Autoimmune diseases concomitant with diabetes may complicate the treatment and adversely affect the prognosis. The most common is Hashimoto’s disease (HD). We compared diabetes control and prevalence of chronic complications in type 1 diabetes patients differing in the coexistence of HD.

Material and methods:
Medical records of 188 type 1 diabetics were analysed. Hashimoto’s disease was diagnosed based on medical history, as well as determination of the levels of thyroid peroxidase antibodies, hormones and ultrasound exa¬mination. Statistical analysis was performed using Statistica 10PL.

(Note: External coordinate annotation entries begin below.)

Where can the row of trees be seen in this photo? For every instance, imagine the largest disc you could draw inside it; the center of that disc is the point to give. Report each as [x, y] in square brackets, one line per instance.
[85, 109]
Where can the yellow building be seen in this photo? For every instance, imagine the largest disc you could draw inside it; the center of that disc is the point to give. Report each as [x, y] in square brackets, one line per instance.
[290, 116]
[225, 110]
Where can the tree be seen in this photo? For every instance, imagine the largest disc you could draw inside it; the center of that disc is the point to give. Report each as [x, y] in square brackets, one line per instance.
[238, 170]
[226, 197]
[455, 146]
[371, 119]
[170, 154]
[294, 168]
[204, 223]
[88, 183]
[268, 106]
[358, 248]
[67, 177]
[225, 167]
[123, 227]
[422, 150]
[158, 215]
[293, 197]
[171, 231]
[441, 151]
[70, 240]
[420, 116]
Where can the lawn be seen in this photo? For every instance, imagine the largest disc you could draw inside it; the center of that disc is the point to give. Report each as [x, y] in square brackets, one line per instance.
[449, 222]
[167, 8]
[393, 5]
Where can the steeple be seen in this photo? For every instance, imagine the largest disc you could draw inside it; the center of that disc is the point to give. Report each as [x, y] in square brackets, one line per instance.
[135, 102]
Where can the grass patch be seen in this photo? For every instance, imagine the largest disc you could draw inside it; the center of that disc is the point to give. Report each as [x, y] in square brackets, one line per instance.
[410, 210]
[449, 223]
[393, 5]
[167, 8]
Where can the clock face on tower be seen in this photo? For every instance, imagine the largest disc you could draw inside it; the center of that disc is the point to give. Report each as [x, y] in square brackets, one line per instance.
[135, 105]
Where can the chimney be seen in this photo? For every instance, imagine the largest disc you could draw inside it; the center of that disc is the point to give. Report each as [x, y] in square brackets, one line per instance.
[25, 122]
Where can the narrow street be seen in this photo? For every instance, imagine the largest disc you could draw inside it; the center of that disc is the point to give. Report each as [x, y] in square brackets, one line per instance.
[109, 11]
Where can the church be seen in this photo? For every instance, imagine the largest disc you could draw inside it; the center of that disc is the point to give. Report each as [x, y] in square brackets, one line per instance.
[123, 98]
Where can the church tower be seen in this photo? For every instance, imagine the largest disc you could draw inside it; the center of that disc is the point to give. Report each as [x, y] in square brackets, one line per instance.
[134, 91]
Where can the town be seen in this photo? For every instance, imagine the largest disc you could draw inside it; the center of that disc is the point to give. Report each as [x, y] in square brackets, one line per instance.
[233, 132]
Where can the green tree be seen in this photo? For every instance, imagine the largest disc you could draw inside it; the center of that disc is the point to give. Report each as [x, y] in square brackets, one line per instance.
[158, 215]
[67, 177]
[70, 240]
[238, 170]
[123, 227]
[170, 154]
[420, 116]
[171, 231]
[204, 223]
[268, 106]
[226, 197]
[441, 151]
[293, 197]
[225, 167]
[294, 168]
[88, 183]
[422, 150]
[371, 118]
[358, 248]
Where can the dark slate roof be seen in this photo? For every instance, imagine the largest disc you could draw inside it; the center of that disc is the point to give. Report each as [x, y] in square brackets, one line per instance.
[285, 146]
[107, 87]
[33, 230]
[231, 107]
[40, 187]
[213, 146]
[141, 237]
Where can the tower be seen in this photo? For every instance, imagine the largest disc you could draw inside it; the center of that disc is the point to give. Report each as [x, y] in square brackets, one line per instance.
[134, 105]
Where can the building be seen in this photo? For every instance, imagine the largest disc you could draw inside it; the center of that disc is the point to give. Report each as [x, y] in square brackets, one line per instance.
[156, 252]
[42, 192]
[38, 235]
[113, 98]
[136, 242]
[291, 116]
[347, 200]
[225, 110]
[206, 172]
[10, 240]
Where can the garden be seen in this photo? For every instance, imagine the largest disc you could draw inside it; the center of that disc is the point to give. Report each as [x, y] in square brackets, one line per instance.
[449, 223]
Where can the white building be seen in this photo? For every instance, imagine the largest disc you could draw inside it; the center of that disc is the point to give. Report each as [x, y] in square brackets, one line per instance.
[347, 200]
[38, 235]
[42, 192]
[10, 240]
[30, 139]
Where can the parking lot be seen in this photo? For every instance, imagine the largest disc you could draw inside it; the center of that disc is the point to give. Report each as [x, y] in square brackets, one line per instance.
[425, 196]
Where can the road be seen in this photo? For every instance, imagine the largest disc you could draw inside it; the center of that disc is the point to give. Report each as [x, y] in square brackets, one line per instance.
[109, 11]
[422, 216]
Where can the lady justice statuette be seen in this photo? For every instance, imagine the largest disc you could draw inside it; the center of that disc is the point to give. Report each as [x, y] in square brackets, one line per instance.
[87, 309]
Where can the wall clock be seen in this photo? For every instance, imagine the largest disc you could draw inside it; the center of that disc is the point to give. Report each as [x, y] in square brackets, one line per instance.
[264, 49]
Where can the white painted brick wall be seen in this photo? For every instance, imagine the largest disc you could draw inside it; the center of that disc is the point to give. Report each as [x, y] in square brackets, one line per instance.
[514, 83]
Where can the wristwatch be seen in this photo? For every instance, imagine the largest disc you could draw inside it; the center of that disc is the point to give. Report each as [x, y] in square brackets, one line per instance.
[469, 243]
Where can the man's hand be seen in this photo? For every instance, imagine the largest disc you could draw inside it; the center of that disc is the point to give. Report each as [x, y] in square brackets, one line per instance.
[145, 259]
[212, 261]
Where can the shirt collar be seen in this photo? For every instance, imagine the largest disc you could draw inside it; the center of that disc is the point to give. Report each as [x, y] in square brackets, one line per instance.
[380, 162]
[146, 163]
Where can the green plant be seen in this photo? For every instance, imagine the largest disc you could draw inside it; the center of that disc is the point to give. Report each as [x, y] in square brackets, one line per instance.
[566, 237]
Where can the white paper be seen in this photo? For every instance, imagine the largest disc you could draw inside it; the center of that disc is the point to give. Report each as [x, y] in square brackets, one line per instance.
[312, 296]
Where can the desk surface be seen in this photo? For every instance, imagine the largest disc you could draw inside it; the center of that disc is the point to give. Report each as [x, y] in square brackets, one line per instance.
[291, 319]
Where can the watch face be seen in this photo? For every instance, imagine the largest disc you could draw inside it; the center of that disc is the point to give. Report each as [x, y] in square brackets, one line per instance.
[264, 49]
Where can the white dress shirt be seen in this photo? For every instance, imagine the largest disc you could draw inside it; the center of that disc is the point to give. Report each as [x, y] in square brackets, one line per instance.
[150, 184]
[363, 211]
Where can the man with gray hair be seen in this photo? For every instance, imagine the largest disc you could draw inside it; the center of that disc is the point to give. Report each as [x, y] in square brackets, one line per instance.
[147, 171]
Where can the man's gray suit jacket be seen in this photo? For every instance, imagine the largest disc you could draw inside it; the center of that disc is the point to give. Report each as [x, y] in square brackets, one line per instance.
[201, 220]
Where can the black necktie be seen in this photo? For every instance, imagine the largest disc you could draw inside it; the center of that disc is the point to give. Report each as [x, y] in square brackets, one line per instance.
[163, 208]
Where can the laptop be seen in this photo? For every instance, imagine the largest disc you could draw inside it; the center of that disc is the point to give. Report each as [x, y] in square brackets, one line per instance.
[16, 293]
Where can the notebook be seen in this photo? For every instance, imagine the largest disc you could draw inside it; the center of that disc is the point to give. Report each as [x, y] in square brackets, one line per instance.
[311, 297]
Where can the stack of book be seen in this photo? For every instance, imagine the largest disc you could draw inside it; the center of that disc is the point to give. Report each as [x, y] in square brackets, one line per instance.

HD was diagnosed in 43 patients (23%). The mean HbA1c was 8.8 ±1.5% in the group with HD, and 9 ±1.6% in the group without HD (ns). The prevalence of diabetes complications was similar in both groups: ischae¬mic heart disease was diagnosed in 19% of patients with HD and 19% without HD, cerebral vascular insufficiency – 8% and 7%, peripheral neuropathy – 14% and 12%, sensory polyneuropathy – 47% and 46%, diabetic foot – 7% and 8%, Charcot osteoarthropathy – 7% and 2%, cardiovascular neuropathy – 21% and 28%, neuropathy of the gastrointestinal tract – 5% and 6%, nephropathy – 12% and 19%, retinopathy – 42% and 43%, and cataract in 28% and 19%, respectively. Impaired hypoglycaemia perception was rarer in the group with HD: 9% vs. 25% (p ≈0.04).

Hashimoto’s disease does not significantly affect the level of type 1 diabetes control or the development of its complications. Only autonomic neuropathy in the form of impaired awareness of hypoglycaemia is rarer in patients with that thyroiditis.